Form 8-K

 

 

UNITED STATES

SECURITIES AND EXCHANGE COMMISSION

Washington, D.C. 20549

 

 

FORM 8-K

 

 

CURRENT REPORT

Pursuant to Section 13 or 15(d) of the

Securities Exchange Act of 1934

Date of Report: December 15, 2011

Date of Earliest Event Reported: December 13, 2011

 

 

Constellation Energy Partners LLC

(Exact name of registrant as specified in its charter)

 

 

 

Delaware   001-33147   11-3742489

(State or other jurisdiction

of incorporation)

 

(Commission

File Number)

 

(IRS Employer

Identification No.)

 

1801 Main Street, Suite 1300 Houston, TX   77002
(Address of principal executive offices)   (Zip Code)

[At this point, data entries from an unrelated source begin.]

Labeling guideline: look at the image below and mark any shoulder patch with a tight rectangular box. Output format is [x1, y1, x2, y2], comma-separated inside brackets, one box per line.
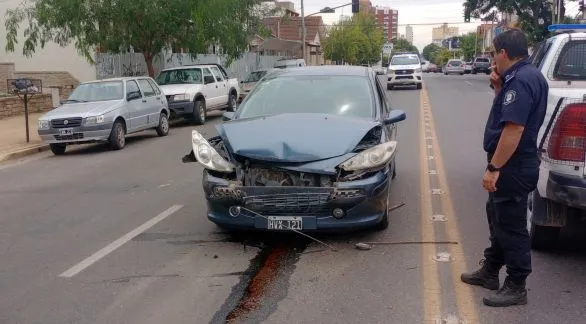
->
[503, 90, 517, 106]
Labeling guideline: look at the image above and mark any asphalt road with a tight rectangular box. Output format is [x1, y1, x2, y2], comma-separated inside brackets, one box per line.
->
[0, 74, 586, 324]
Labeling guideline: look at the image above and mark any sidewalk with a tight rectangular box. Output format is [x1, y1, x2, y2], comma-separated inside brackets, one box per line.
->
[0, 113, 48, 162]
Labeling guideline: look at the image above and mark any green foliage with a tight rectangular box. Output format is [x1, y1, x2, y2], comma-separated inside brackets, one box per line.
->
[391, 38, 419, 54]
[464, 0, 575, 44]
[460, 32, 482, 61]
[5, 0, 270, 76]
[323, 13, 385, 64]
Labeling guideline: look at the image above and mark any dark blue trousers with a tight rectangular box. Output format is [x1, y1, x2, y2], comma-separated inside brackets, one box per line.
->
[484, 159, 539, 285]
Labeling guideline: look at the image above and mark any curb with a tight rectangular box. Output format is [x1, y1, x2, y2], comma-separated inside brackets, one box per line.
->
[0, 144, 49, 162]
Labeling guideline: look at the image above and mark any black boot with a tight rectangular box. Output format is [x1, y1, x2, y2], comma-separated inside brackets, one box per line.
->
[460, 260, 499, 290]
[483, 277, 527, 307]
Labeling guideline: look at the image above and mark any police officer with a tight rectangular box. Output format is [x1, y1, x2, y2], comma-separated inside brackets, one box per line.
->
[461, 29, 549, 307]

Registrant’s telephone number, including area code: (832) 308-3700

Not applicable

(Former name or former address, if changed since last report.)

 

 

Check the appropriate box below if the Form 8-K filing is intended to simultaneously satisfy the filing obligation of the registrant under any of the following provisions:

 

¨ Written communications pursuant to Rule 425 under the Securities Act (17 CFR 230.425)

 

¨ Soliciting material pursuant to Rule 14a-12 under the Exchange Act (17 CFR 240.14a-12)

 

¨ Pre-commencement communications pursuant to Rule 14d-2(b) under the Exchange Act (17 CFR 240.14d-2(b))

 

¨ Pre-commencement communications pursuant to Rule 13e-4(c) under the Exchange Act (17 CFR 240.13e-4(c))

 

 

 


Item 7.01 Regulation FD Disclosure.

On December 15, 2011, Constellation Energy Partners LLC (the “Company”) issued a news release announcing that it had closed the previously announced purchase of the net profits interest (“NPI”) held by Torch Energy Royalty Trust (“Trust”) for $1.0 million.

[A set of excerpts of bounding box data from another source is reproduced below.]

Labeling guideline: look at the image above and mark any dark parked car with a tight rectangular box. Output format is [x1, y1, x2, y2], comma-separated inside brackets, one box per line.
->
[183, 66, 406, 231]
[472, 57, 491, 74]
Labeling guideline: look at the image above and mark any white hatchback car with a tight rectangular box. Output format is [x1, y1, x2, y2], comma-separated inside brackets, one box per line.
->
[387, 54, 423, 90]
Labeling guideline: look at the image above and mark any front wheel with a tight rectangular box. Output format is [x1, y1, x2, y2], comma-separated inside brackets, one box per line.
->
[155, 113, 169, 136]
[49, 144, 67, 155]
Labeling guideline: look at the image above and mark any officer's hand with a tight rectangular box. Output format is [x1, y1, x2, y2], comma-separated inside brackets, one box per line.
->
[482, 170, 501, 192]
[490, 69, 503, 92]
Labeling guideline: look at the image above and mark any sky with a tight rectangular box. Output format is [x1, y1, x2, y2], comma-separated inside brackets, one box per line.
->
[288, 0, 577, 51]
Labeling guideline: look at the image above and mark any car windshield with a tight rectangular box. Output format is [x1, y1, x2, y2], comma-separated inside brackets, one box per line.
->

A copy of the news release is furnished as Exhibit 99.1 to this Current Report on Form 8-K.

In accordance with General Instruction B.2 of Form 8-K, the information contained in this report shall not be deemed “filed” for the purpose of Section 18 of the Securities Exchange Act of 1934, as amended, or otherwise subject to the liabilities of that section, nor shall such information and Exhibit be deemed incorporated by reference into any filing under the Securities Act of 1933 or the Securities Exchange Act of 1934, each as amended, except as shall be expressly set forth by specific reference in such filing.

Item 8.01 Other Events.

Torch Royalty NPI Litigation Settlement and Class D Liquidation Amount

During 2011, we entered into a final settlement agreement with the parties to the Torch derivative litigation. The settlement agreement provided for a settlement of all claims in the lawsuit, a payment by us of $1.2 million to reimburse Trust Venture for its fees and expenses in prosecuting the lawsuit and an offer by us to purchase the NPI from the Trust for $1.0 million. We were the successful bidder in the public auction to acquire the NPI for $1.0 million and the NPI was assigned to us by the Trust on December 13, 2011. We intend to extinguish the NPI upon filing the assignment of record in Alabama. Upon its extinguishment, the NPI will no longer burden our properties in the Robinson’s Bend Field. Concurrently, the capital account balance associated with the $6.7 million in unpaid Class D distributions will be reduced to zero. The Class D interests will remain outstanding, however, until the liquidation of CEP, but will be entitled to no distributions and a zero liquidation amount.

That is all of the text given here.